Hamlet in Southeast, New York, United States

Milltown is a hamlet in the town of Southeast located in Putnam County, New York, United States. It is in the easternmost part of town, bordering the city of Danbury, Connecticut.

== History ==
Located on the Croton River, Milltown took its name from the mills built along its banks. The first settlers to the area arrived in 1679. At this time, Milltown sat in the middle of the Oblong, a long-disputed strip of land between New York and Connecticut.

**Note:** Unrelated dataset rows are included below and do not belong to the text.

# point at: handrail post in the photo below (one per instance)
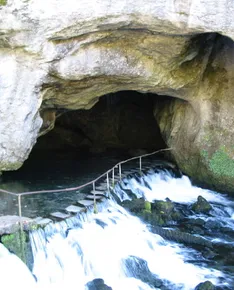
(120, 173)
(94, 200)
(20, 212)
(113, 176)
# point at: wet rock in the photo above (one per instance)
(205, 286)
(201, 205)
(165, 213)
(138, 268)
(97, 284)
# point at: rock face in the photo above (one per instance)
(66, 54)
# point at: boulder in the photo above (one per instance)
(66, 55)
(201, 205)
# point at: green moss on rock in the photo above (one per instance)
(15, 243)
(221, 163)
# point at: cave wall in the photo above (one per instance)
(66, 55)
(122, 120)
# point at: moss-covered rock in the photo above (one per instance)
(16, 243)
(201, 205)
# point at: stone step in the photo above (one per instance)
(59, 215)
(42, 221)
(74, 209)
(97, 197)
(85, 203)
(101, 187)
(97, 192)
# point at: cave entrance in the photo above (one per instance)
(121, 121)
(88, 142)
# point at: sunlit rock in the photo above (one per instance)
(66, 54)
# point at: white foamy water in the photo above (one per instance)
(164, 185)
(13, 272)
(99, 249)
(106, 245)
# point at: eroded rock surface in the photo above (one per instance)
(66, 54)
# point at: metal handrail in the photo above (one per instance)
(92, 182)
(85, 184)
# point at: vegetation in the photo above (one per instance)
(3, 2)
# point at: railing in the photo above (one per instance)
(92, 182)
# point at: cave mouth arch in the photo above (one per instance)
(119, 126)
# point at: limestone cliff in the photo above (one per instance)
(66, 54)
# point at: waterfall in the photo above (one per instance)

Southeast's first library was established here in 1825, operating out of Asa Raymond's general store & post office. It would eventually be given the name Columbia Library, until the entire collection was sold at auction. The post office was in service from 1826 to 1867.

Milltown is also the site of what local historians believe to be the oldest house in all of Putnam County. The Gage House, a saltbox farmhouse, was built in 1719. It is now an apothecary and center for spiritual healing.

The Milltown Historic District was established in 1988. Three years later, a sign marking the "Historic Milltown Area" was installed at Milltown and Federal Hill Road.

== Geography ==
Milltown is situated along the East Branch of the Croton River, which flows into the East Branch Reservoir. This is one of 12 reservoirs that feed New York City's Croton Water Supply System. To create the reservoir, a dam was constructed in 1890 and the western section of Milltown was flooded as a result. In times when water levels have been significantly low, remnants of nineteenth century Milltown, such as stone walls, home foundations, and roads, have been made visible.

On the other side of Milltown is the exclusive and mysterious Morefar Golf Course. The 500 acre extend from New York into the Joes Hill / Mill Plain section of Danbury.